Elles sont à la maison à s’occuper des enfants et des finances, à la ferme pour s’occuper des bêtes et des terres comme les hommes. Ces femmes de l’ombre qui en font plus que les maris ont eu enfin l’occasion de raconter. Trois générations de paysannes, de celles dont on a eu besoin notamment en temps de guerre pour tout faire sans les hommes au front ou prisonniers de guerre, sans aucune reconnaissance, pas même des droits de vote ou de parité avant 1945. Il faudra attendre 1999 pour qu’enfin les femmes d’agriculteurs touche une retraite auquel elles n’avaient pas droit, bien qu’aujourd’hui encore, elle est tellement basse voir quasi insignifiante qu’elle est deux fois et demi plus faible que la plus basse retraite tout confondu en France.
Un documentaire passionnant de par la parole libérée de ces femmes, et terriblement émouvant de par leurs vies et ressentis, avec la justesse de leurs réflexions, de celles trop souvent et trop longtemps méprisées, quand elles font preuves d’intelligence et de bon sens face aux guerres, à la religion, et à leur statut. Loin de l’image des Dominici. Une vie belle et magnifique, avec ses duretés des caprices du temps et des hommes. Le travail des enfants souvent à huit ans, été comme hiver, dans les champs et à la ferme, de la terre aux animaux, durant toute une vie de passion et d’amour de la terre. Les femmes nous révèlent leur vie sans tabou, entre la gestion des finances et des enfants, de la maison à tenir, du linge et des vaisselles, des repas et du mari à épauler en toutes circonstances. C’est des vies de vingt quatre heures par jour toute l’année de toute la vie sans repos ni vacances, sans reconnaissance ni droits.
J’ai été ému et sensibilisé par leur propos et leurs pensées, par leurs vécus et leurs ressentis, par leurs passions, et par la justesse de leurs positions sensées. Une grande leçon d’humanité toujours d’actualité, qui mériterait de la part de Gérard Guérin, de revenir au Larzac quarante ans plus tard et de continuer avec la quatrième et cinquième génération, les filles et petites filles, sur les pesticides, la mondialisation, les politiques agricoles communes intrusives et destructrices, polluantes et empoisonnantes, sur la biodiversité, le dérèglement climatique et l’agriculture biologique, afin de connaitre sur les changements que ressentent ces paysannes modernes. On a envie d’en savoir plus depuis sur ces femmes si attachantes.
En plus de la
trilogie, il est proposé Guerres de femmes, est une version long métrage de la collection Paysannes, réalisé en 1980, centré sur la lutte des paysannes du Larzac contre l’extension du camp militaire, et sur leur prise de conscience en faveur de la non-violence. Les témoignages montrent comment la lutte pour défendre le Larzac a été le révélateur de certains problèmes, une remise en question de valeurs traditionnelles, mais aussi un enrichissement et un dépassement de soi.

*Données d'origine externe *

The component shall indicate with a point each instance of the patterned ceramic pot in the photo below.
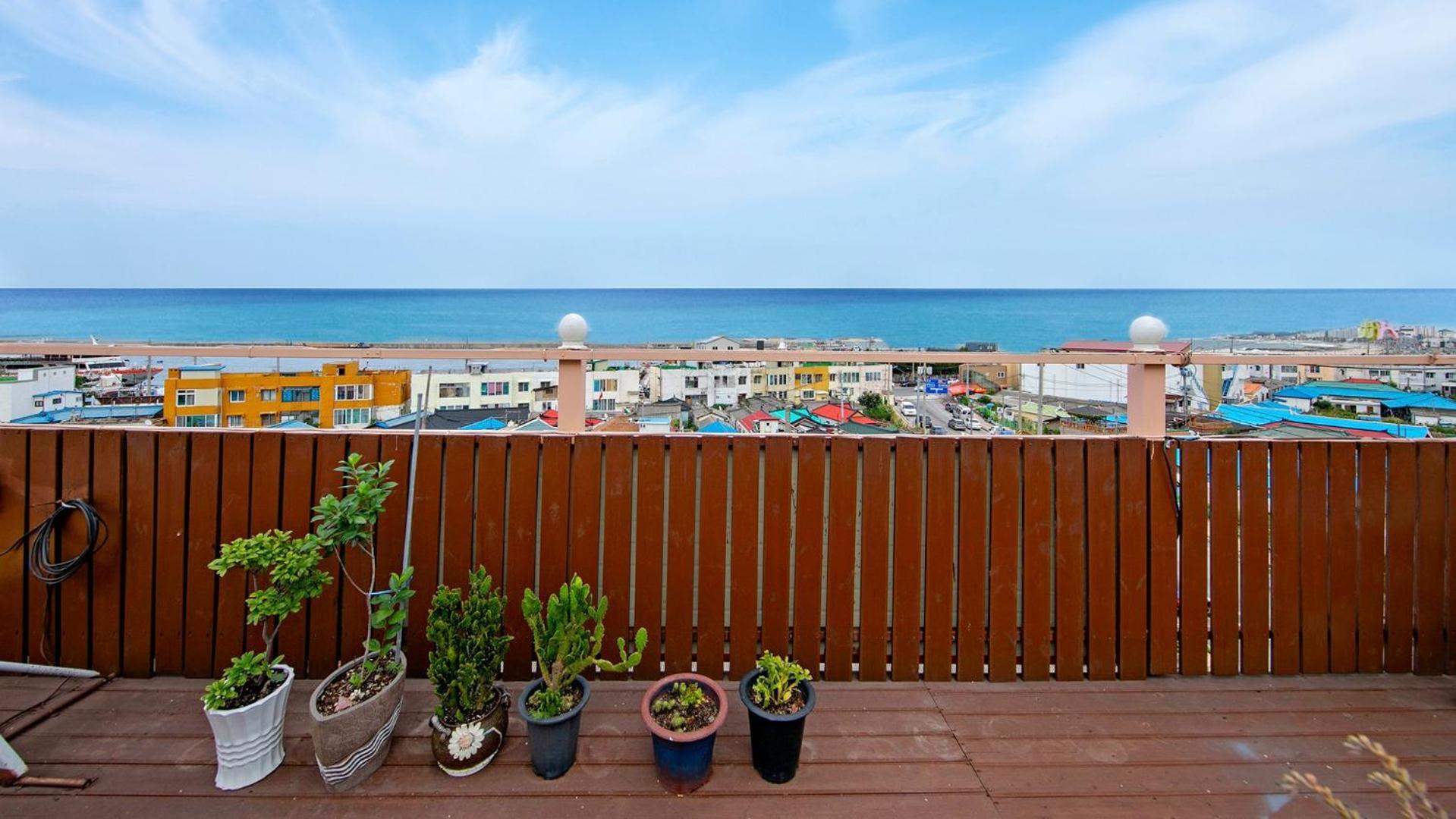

Le documentaire Paysannes, distribué par Les Mutins de Pangée, est disponible dans les meilleurs bacs depuis le 2 mai 2019. Le coffret est proposé en 3 DVD dans un bel écrin accompagné d’un livret de 104 pages. Dans les suppléments, Paysannes + 40, Gérard Guérin revient sur la fabrication des films 40 ans après en compagnie de Gérard Mordillat.